SVD factorizes a matrix $A \in \mathbb{R}^{mxn}$ such that $A = U\Sigma V^T$, quoting from Deisenroth et al:
Instead of doing the full SVD factorization, we will now investigate how the SVD allows us to represent a matrix $A$ as a sum of simpler (low-rank) matrices $A_i$, which lends itself to a matrix approximation scheme that is cheaper to compute than the full SVD. We construct a rank-1 matrix $A_i \in \mathbb{R}^{mxn}$ as: $$A_i := u_iv_i^T,$$ which is formed by the outer product of the ith orthogonal column vector of $U$ and $V$.

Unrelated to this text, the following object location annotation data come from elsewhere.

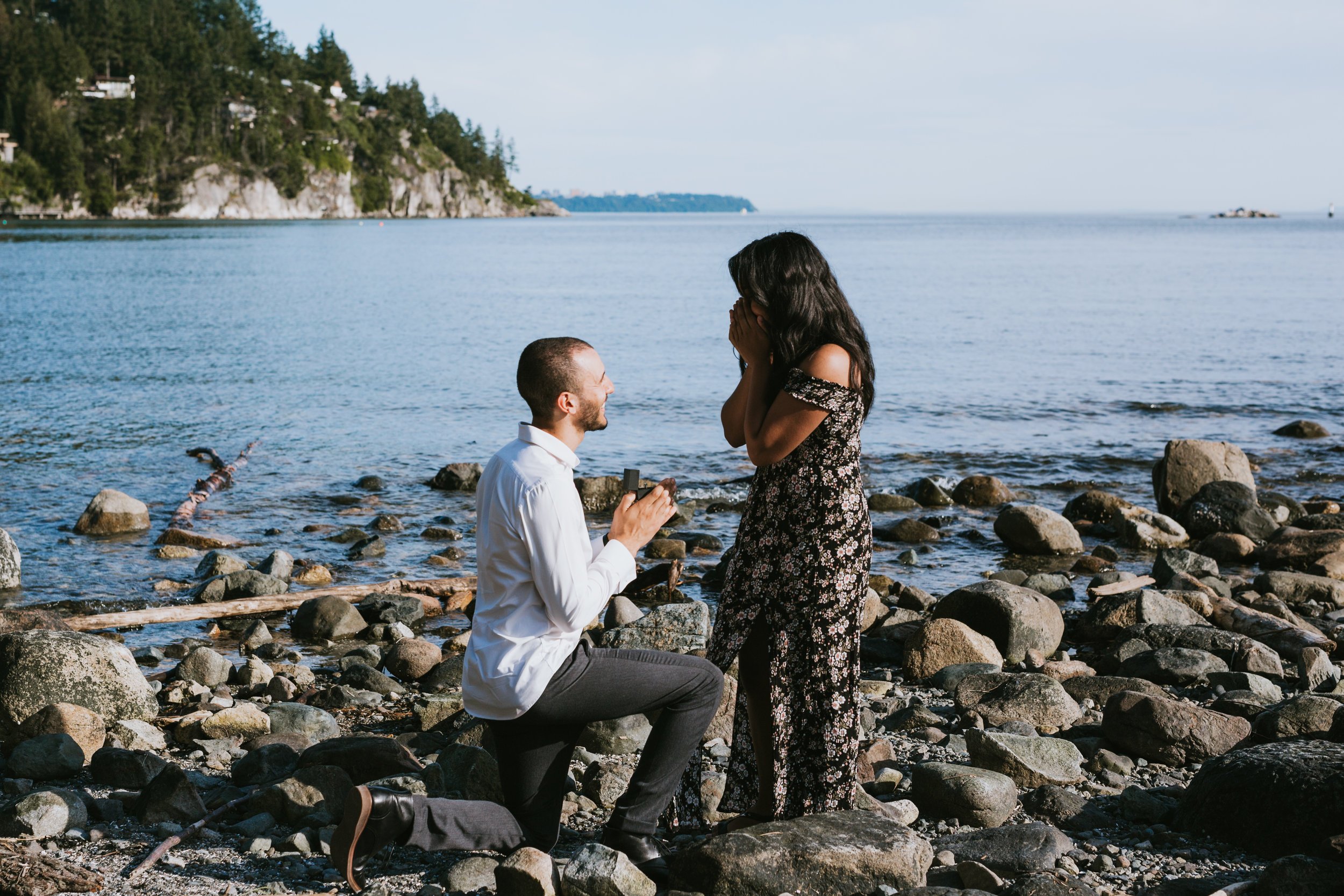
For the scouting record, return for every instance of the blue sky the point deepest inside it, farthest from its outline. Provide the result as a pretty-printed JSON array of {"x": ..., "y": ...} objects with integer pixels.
[{"x": 944, "y": 106}]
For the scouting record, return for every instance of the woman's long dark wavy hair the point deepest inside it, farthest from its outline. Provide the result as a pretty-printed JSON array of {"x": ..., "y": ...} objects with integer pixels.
[{"x": 788, "y": 276}]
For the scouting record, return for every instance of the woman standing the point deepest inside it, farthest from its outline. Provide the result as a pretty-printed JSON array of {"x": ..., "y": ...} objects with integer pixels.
[{"x": 792, "y": 601}]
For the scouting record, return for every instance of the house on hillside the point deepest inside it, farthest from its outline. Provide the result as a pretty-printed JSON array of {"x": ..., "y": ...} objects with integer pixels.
[
  {"x": 241, "y": 112},
  {"x": 108, "y": 88}
]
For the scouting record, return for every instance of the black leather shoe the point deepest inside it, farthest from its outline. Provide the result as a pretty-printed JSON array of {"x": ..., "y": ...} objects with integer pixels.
[
  {"x": 374, "y": 817},
  {"x": 641, "y": 849}
]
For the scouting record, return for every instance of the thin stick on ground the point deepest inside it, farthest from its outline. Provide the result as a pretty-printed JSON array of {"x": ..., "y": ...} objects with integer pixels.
[
  {"x": 221, "y": 477},
  {"x": 162, "y": 849}
]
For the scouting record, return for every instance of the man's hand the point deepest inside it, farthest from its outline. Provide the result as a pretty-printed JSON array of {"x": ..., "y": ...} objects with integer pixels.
[{"x": 635, "y": 523}]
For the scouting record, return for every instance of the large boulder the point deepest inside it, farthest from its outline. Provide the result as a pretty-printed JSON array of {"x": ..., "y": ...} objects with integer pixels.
[
  {"x": 412, "y": 658},
  {"x": 1304, "y": 716},
  {"x": 11, "y": 562},
  {"x": 1012, "y": 849},
  {"x": 947, "y": 642},
  {"x": 205, "y": 666},
  {"x": 302, "y": 719},
  {"x": 46, "y": 813},
  {"x": 843, "y": 852},
  {"x": 1144, "y": 529},
  {"x": 46, "y": 758},
  {"x": 1103, "y": 688},
  {"x": 313, "y": 795},
  {"x": 84, "y": 726},
  {"x": 601, "y": 871},
  {"x": 1097, "y": 507},
  {"x": 1240, "y": 652},
  {"x": 982, "y": 491},
  {"x": 457, "y": 477},
  {"x": 242, "y": 720},
  {"x": 1189, "y": 465},
  {"x": 170, "y": 797},
  {"x": 42, "y": 668},
  {"x": 1173, "y": 665},
  {"x": 1112, "y": 614},
  {"x": 1305, "y": 550},
  {"x": 678, "y": 628},
  {"x": 237, "y": 585},
  {"x": 1275, "y": 800},
  {"x": 1302, "y": 876},
  {"x": 1018, "y": 620},
  {"x": 1300, "y": 587},
  {"x": 327, "y": 618},
  {"x": 1227, "y": 507},
  {"x": 265, "y": 763},
  {"x": 1035, "y": 699},
  {"x": 1170, "y": 731},
  {"x": 616, "y": 736},
  {"x": 972, "y": 795},
  {"x": 1034, "y": 529},
  {"x": 1031, "y": 762},
  {"x": 112, "y": 512},
  {"x": 363, "y": 758},
  {"x": 125, "y": 769}
]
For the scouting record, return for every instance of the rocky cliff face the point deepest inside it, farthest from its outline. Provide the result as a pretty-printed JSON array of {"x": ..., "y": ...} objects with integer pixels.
[{"x": 218, "y": 191}]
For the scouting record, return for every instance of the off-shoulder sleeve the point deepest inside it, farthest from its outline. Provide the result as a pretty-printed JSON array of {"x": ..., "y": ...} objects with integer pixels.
[{"x": 824, "y": 394}]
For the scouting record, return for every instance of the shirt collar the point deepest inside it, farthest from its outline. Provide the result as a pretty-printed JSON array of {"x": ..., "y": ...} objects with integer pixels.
[{"x": 544, "y": 440}]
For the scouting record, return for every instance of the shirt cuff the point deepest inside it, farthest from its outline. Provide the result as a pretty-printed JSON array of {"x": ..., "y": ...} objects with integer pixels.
[{"x": 621, "y": 562}]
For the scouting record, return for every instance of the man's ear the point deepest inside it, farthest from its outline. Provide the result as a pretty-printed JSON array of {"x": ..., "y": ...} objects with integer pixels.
[{"x": 568, "y": 404}]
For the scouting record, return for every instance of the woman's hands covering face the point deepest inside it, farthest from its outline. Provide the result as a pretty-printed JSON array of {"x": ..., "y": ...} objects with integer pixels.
[{"x": 749, "y": 334}]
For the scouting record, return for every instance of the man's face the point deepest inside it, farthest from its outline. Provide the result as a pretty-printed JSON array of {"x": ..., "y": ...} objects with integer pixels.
[{"x": 595, "y": 386}]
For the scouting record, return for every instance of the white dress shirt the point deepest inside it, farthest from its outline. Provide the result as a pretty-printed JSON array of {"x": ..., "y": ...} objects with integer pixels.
[{"x": 541, "y": 579}]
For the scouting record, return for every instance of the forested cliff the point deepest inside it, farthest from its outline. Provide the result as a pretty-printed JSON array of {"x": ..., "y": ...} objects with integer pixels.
[{"x": 201, "y": 109}]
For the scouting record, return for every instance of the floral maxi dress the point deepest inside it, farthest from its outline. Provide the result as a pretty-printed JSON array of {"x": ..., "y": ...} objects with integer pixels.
[{"x": 800, "y": 567}]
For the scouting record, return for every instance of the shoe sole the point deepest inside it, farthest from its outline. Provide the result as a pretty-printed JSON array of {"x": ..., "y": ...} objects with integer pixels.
[{"x": 359, "y": 805}]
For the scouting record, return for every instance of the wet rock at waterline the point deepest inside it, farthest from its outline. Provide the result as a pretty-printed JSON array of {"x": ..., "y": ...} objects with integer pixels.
[
  {"x": 112, "y": 512},
  {"x": 11, "y": 562},
  {"x": 457, "y": 477},
  {"x": 846, "y": 852},
  {"x": 1189, "y": 465},
  {"x": 1038, "y": 531},
  {"x": 1018, "y": 620}
]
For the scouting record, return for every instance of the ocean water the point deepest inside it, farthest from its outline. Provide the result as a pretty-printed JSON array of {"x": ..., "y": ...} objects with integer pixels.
[{"x": 1050, "y": 351}]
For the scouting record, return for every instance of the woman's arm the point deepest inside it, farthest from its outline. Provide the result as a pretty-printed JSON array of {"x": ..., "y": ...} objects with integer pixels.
[
  {"x": 773, "y": 429},
  {"x": 733, "y": 414}
]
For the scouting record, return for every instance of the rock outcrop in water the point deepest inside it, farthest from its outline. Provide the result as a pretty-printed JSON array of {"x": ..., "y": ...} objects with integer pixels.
[{"x": 1010, "y": 743}]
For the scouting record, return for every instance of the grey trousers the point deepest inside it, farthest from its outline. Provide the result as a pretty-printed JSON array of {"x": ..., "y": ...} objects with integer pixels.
[{"x": 534, "y": 750}]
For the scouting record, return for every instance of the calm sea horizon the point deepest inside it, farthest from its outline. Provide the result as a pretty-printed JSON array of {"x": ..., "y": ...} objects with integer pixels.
[{"x": 1053, "y": 351}]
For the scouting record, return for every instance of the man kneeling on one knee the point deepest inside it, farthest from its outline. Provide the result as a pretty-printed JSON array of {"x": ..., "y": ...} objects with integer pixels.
[{"x": 541, "y": 582}]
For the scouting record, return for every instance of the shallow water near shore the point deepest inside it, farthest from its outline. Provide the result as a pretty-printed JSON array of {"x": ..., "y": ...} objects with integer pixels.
[{"x": 1050, "y": 351}]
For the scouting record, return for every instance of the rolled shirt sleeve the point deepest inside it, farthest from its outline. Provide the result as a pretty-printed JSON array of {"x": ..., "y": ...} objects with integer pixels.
[{"x": 574, "y": 583}]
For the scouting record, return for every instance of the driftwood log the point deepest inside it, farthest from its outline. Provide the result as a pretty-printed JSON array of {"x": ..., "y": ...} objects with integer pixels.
[
  {"x": 23, "y": 873},
  {"x": 222, "y": 476},
  {"x": 191, "y": 830},
  {"x": 1124, "y": 586},
  {"x": 439, "y": 596},
  {"x": 1283, "y": 636},
  {"x": 668, "y": 574}
]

Each $A_i$ is then multiplied by its corresponding $\sigma _i$ in $\Sigma$, and all the rank-1 matrices are summed up to the chosen rank approximation.
I need to understand the intuition behind using the outer product, I know that each rank-1 matrix is weighted by its singular value (which is sorted in a descending order, so that the last few matrices in the summation have minimal weight), but I can't grasp how the outer product does the trick. So, any pointers?
Write the singular value decomposition as \begin{equation*} A = U\Sigma V^\top = \begin{bmatrix} u_1 & u_2 & \cdots & u_m\end{bmatrix}\begin{bmatrix}\tilde{\Sigma} & 0_{r\times (n-r)} \\ 0_{(m-r)\times r} & 0_{(m-r)\times(n-r)} \end{bmatrix}\begin{bmatrix} v_1^\top \\ v_2^\top \\ \vdots \\ v_n^\top \end{bmatrix} \end{equation*} where $\tilde{\Sigma} = \begin{bmatrix}\sigma_1 & 0 & \cdots & 0 \\ 0 & \sigma_2 & \cdots & 0 \\ \vdots & \vdots & \ddots & \vdots \\ 0 & 0 & \cdots & \sigma_r\end{bmatrix}$. Then multiplying out the above expression yields \begin{equation*} A = \sum_{i=1}^r \sigma_i u_i v_i^\top. \end{equation*} You can now drop terms from the above dyadic sum in order to approximate $A$ by its leading principal components. In fact, by the Eckart–Young–Mirsky theorem, we can show that the best rank-$k$ approximation of $A$ (in terms of the spectral norm and the Frobenius norm) is given by \begin{equation*} \hat{A}^* = \arg\min_{\text{rank}(\hat{A}) \le k}\|\hat{A} - A\| = \sum_{i=1}^k\sigma_i u_iv_i^\top. \end{equation*} See here for a proof of this optimality.